‘Farewell, fossil fuels’? What oil’s demise will do to the world’s leading economies
A group of OPEC ministers is scheduled to meet — virtually — on Thursday to decide if the cartel’s output needs to be tweaked to cope with weak oil prices. But OPEC, once the ogre that scared Western industrialized economies, is a shadow of its former self. Founded 60 years ago this week, it no longer makes Page One headlines. Hardly surprisingly, its Joint Ministerial Monitoring Committee is likely to fudge its decision.
The current comparatively low prices, which slipped below the $40 per barrel mark last week, are partly a consequence of a concession made to Iraq when production cutbacks were agreed to for the May-July period and Baghdad was allowed to continue pumping, claiming financial need. The deal was that such overproduction would be compensated by Iraqi cutbacks in September.
Well, guess what? The “compensation period” is likely to be extended into October and November. Other things being equal (or “ceteris paribus,” in Latin), the price of oil looks likely to remain weak, although the Latin phrase implicitly warns that other factors will likely intrude. Arguably, a more significant factor is probably the hints from Riyadh that prompted last week’s Financial Times story, “Saudi Arabia to keep pumping despite fall in crude prices.”
But now there is an explosive new ingredient to start taking into account. On Monday, the oil world woke to the news that London-based energy giant BP is predicting that world oil demand could peak by the early 2020s. Previously, the accepted wisdom was that oil would remain the predominant fuel — over natural gas, coal, nuclear and renewables — well into the 2030s. “Green” consumer preferences forcing different political choices has been added to by the economic shift caused by the coronavirus. It is not quite time to say “Farewell, fossil fuels,” but it is the first draft of their obituary.
Another factor coming into play is the thinking of Daniel Yergin, the oil guru whose book, “The New Map: Energy, Climate and the Clash of Nations,” was published today. The Weekend Wall Street Journal carried a quick-read (although still-detailed) version of the book, no doubt a weighty tome. In a feature article entitled, “The New Geopolitics of Energy,” Yergin points out that oil giants such as Russia and Saudi Arabia will find themselves in deep economic trouble unless they transform their economies quickly. Their particular problem is that they can’t transform them quickly enough — not even Saudi Arabia, despite the ambitions of its de facto leader, Crown Prince Mohammad bin Salman, and his “Vision 2030” plans.
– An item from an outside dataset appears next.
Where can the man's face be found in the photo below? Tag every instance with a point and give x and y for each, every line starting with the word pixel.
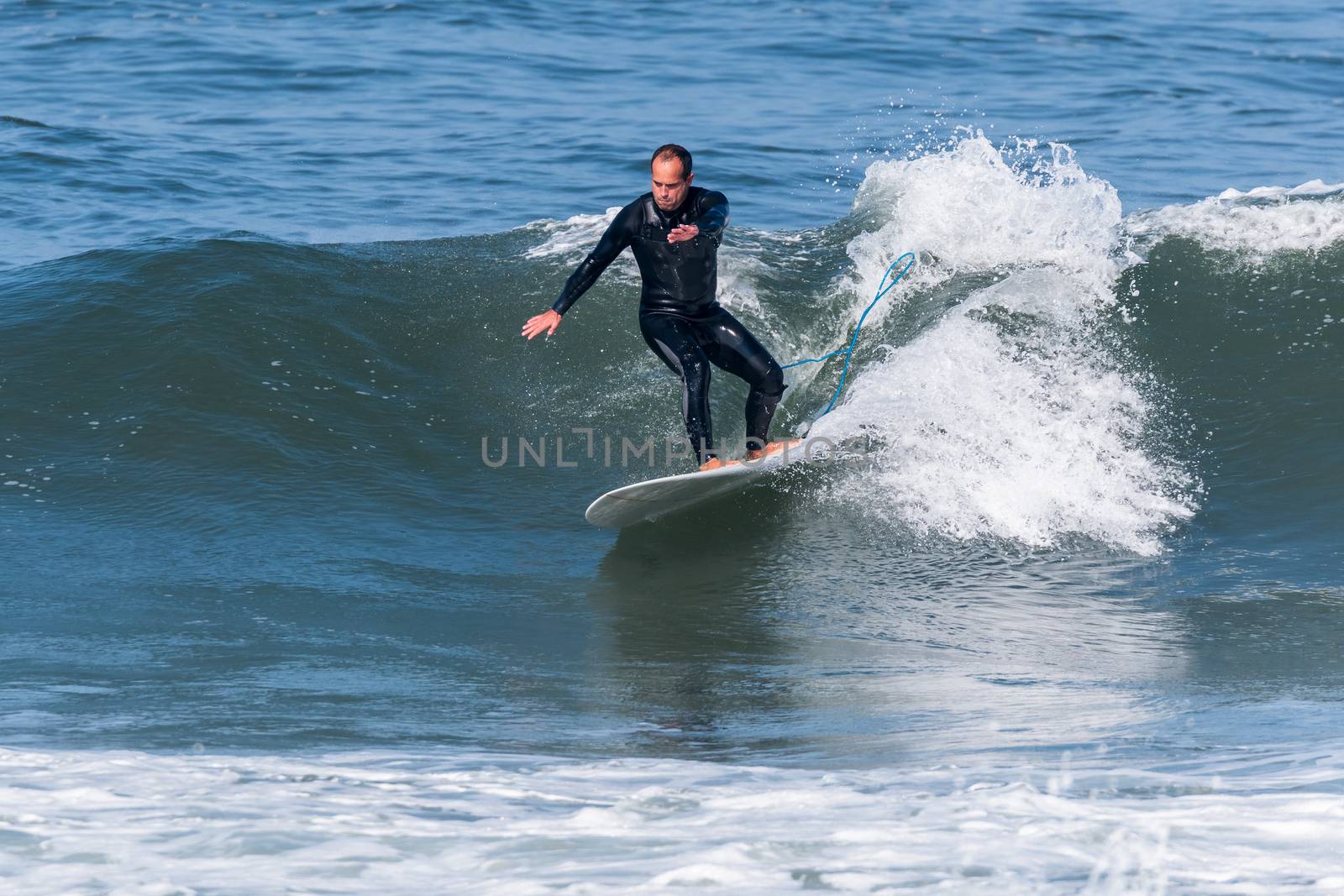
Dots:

The main beneficiary of the trend away from oil will be China, currently a significant importer. For it, moving toward electric cars will represent a significant saving in oil-import costs. Furthermore, China is the top producer in the world of lithium, a necessary material for manufacturing electric cars — so, another plus for the Chinese economy.
The United States is in danger of being caught in the middle. Another Trump administration likely will continue a policy of supporting the U.S. oil and natural gas industry; a Biden administration instead would emphasize a rapid shift in the direction of renewables. But, in the short term, any economic recovery in the post-coronavirus era, for which we are all hoping, will be a boost for oil and gas. That means U.S. shale but also Russian and Saudi exports.
In geopolitical terms, the strategic economic demise of Russia and Saudi Arabia will be delayed by “a decade or two.” Meanwhile, U.S. shale production probably will be struggling to find the new investment it constantly needs when the “smart” money is looking for returns in renewables. A headline in the Wall Street Journal on Sept. 14 captured the emerging new reality: “Exxon used to be America’s most valuable company. What happened?”